La présidente du tribunal a désigné Mme Degorce, première conseillère, pour statuer sur les demandes de référés.
Considérant ce qui suit :
1. Aux termes de l’article L. 521-1 du même code : « Quand une décision administrative, même de rejet, fait l’objet d’une requête en annulation ou en réformation, le juge des référés, saisi d’une demande en ce sens, peut ordonner la suspension de l’exécution de cette décision, ou de certains de ses effets, lorsque l’urgence le justifie et qu’il est fait état d’un moyen propre à créer, en l’état de l’instruction, un doute sérieux quant à la légalité de la décision ». Aux termes du second alinéa de l’article R. 522-1 de ce code : « À peine d'irrecevabilité, les conclusions tendant à la suspension d'une décision administrative ou de certains de ses effets doivent être présentées par requête distincte de la requête à fin d'annulation ou de réformation et accompagnées d'une copie de cette dernière. ». En vertu de l’article L. 522-3 du même code, le juge des référés peut rejeter une requête par une ordonnance motivée, sans instruction contradictoire ni audience publique, lorsqu’il apparaît manifeste, au vu de la demande, que celle-ci ne relève pas de la compétence de la juridiction administrative, qu’elle est irrecevable ou qu’elle est mal fondée.
2. Il résulte des écritures mêmes de Mme B... que celle-ci a présenté, en une même requête enregistrée sous un seul numéro, à la fois sa requête en référé tendant à la suspension de la décision qu’elle conteste et son recours au fond tendant à son annulation.
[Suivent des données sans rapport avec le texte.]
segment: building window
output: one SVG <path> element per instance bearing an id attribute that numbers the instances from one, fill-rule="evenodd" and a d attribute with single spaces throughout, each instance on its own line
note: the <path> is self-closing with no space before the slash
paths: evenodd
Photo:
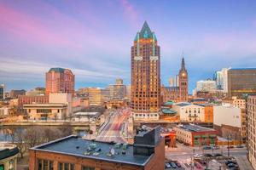
<path id="1" fill-rule="evenodd" d="M 74 164 L 60 162 L 59 170 L 74 170 Z"/>
<path id="2" fill-rule="evenodd" d="M 9 162 L 9 170 L 15 169 L 15 160 L 12 159 Z"/>
<path id="3" fill-rule="evenodd" d="M 82 167 L 82 170 L 95 170 L 95 167 L 85 167 L 85 166 L 83 166 Z"/>
<path id="4" fill-rule="evenodd" d="M 38 159 L 38 170 L 53 170 L 53 161 Z"/>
Alors que les dispositions précitées de l’article R. 522-1 du code de justice prescrivent que la requête en référé-suspension doit être présentée par requête distincte de la requête à fin d’annulation, la requête présentée par Mme B... doit être regardée comme irrecevable.
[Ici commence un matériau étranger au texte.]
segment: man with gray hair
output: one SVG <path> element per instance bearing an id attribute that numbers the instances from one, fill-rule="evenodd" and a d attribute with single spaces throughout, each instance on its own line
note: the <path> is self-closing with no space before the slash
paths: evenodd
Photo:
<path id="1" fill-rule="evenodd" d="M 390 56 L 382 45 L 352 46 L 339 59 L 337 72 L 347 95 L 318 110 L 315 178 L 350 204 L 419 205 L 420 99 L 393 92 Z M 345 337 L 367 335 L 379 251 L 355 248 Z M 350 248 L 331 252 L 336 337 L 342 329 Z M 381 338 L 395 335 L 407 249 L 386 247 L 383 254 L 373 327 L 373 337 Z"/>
3. Il résulte de ce qui précède que la requête de Mme B... doit être rejetée en toutes ses conclusions en application des dispositions précitées de l’article L. 522-3 du code de justice administrative
O R D O N N E :
Article 1er : La requête de Mme B... est rejetée.
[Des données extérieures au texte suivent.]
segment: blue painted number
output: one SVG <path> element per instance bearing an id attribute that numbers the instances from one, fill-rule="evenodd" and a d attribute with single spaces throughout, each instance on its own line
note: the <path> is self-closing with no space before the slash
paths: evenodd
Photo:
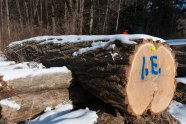
<path id="1" fill-rule="evenodd" d="M 155 70 L 155 68 L 158 67 L 158 65 L 154 62 L 154 59 L 157 60 L 157 56 L 151 56 L 150 61 L 151 61 L 151 73 L 154 75 L 158 75 L 161 73 L 161 68 L 159 68 L 158 71 Z M 145 56 L 143 56 L 143 65 L 142 65 L 142 72 L 141 72 L 141 80 L 144 80 L 144 70 L 145 70 L 145 76 L 148 76 L 149 70 L 148 68 L 145 68 Z"/>

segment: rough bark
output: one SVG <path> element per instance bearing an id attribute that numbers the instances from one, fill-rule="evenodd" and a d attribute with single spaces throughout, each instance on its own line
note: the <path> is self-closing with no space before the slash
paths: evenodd
<path id="1" fill-rule="evenodd" d="M 8 56 L 11 56 L 14 60 L 33 61 L 37 59 L 48 67 L 65 65 L 72 70 L 77 82 L 93 95 L 102 99 L 104 102 L 111 103 L 113 106 L 131 112 L 134 115 L 146 113 L 148 109 L 150 109 L 153 114 L 159 114 L 168 107 L 176 87 L 176 63 L 168 45 L 152 41 L 144 41 L 143 43 L 138 41 L 138 45 L 128 45 L 122 44 L 120 41 L 113 41 L 104 48 L 92 50 L 78 56 L 72 56 L 72 54 L 80 48 L 91 47 L 92 42 L 64 44 L 39 44 L 30 42 L 22 46 L 11 47 Z M 116 47 L 107 50 L 112 44 L 115 44 Z M 157 47 L 157 52 L 151 50 L 153 45 Z M 139 51 L 141 49 L 143 52 L 140 53 Z M 161 53 L 158 51 L 161 51 Z M 140 53 L 140 57 L 135 58 L 135 53 L 138 52 Z M 113 56 L 115 53 L 117 53 L 117 56 Z M 163 69 L 167 69 L 167 71 L 162 70 L 162 75 L 164 76 L 154 76 L 150 74 L 150 78 L 145 79 L 144 82 L 143 79 L 141 80 L 139 75 L 141 75 L 142 70 L 142 55 L 146 56 L 144 53 L 148 54 L 147 56 L 149 58 L 150 54 L 160 56 L 160 60 L 157 60 L 157 63 L 158 65 L 162 65 Z M 23 58 L 19 58 L 17 54 Z M 164 55 L 166 55 L 166 59 L 163 57 Z M 170 60 L 170 62 L 168 60 Z M 139 65 L 136 65 L 135 63 L 138 62 Z M 165 67 L 166 65 L 163 65 L 163 63 L 170 64 L 170 67 Z M 133 71 L 137 72 L 137 76 L 132 72 L 132 65 L 135 65 L 134 68 L 136 68 L 136 70 L 134 69 Z M 150 62 L 147 62 L 147 65 L 150 69 Z M 132 75 L 129 74 L 130 71 Z M 166 73 L 169 71 L 171 74 L 170 79 L 166 76 Z M 160 72 L 161 70 L 159 70 L 159 73 Z M 151 73 L 150 70 L 149 73 Z M 147 75 L 146 73 L 146 77 Z M 135 76 L 135 80 L 132 79 L 133 76 Z M 139 92 L 137 92 L 138 90 L 133 90 L 134 88 L 139 89 Z M 144 89 L 147 90 L 144 92 Z M 140 95 L 131 95 L 141 94 L 140 92 L 143 92 L 142 94 L 145 96 L 145 100 Z M 157 101 L 161 101 L 158 99 L 163 98 L 159 92 L 162 92 L 161 94 L 165 95 L 167 100 L 162 100 L 164 102 L 158 102 L 158 104 L 156 104 Z M 168 93 L 169 95 L 167 95 Z M 137 102 L 138 104 L 136 105 Z M 143 107 L 140 107 L 141 105 Z M 139 111 L 137 110 L 138 107 L 135 108 L 134 106 L 138 106 L 140 108 Z M 163 107 L 157 109 L 157 106 Z"/>
<path id="2" fill-rule="evenodd" d="M 48 91 L 54 89 L 65 89 L 71 85 L 72 75 L 68 73 L 51 73 L 36 76 L 27 76 L 0 84 L 0 99 L 10 97 L 15 94 Z"/>
<path id="3" fill-rule="evenodd" d="M 186 76 L 186 44 L 185 45 L 171 45 L 172 50 L 175 51 L 176 61 L 178 64 L 177 76 Z"/>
Article 2 : La présente ordonnance sera notifiée à Mme A... C... B....
Fait à Versailles, le 22 octobre 2025.
La juge des référés,
Ch. Degorce
La République mande et ordonne au ministre de l’intérieur en ce qui le concerne ou à tous commissaires de justice à ce requis en ce qui concerne les voies de droit commun contre les parties privées, de pourvoir à l’exécution de la présente ordonnance.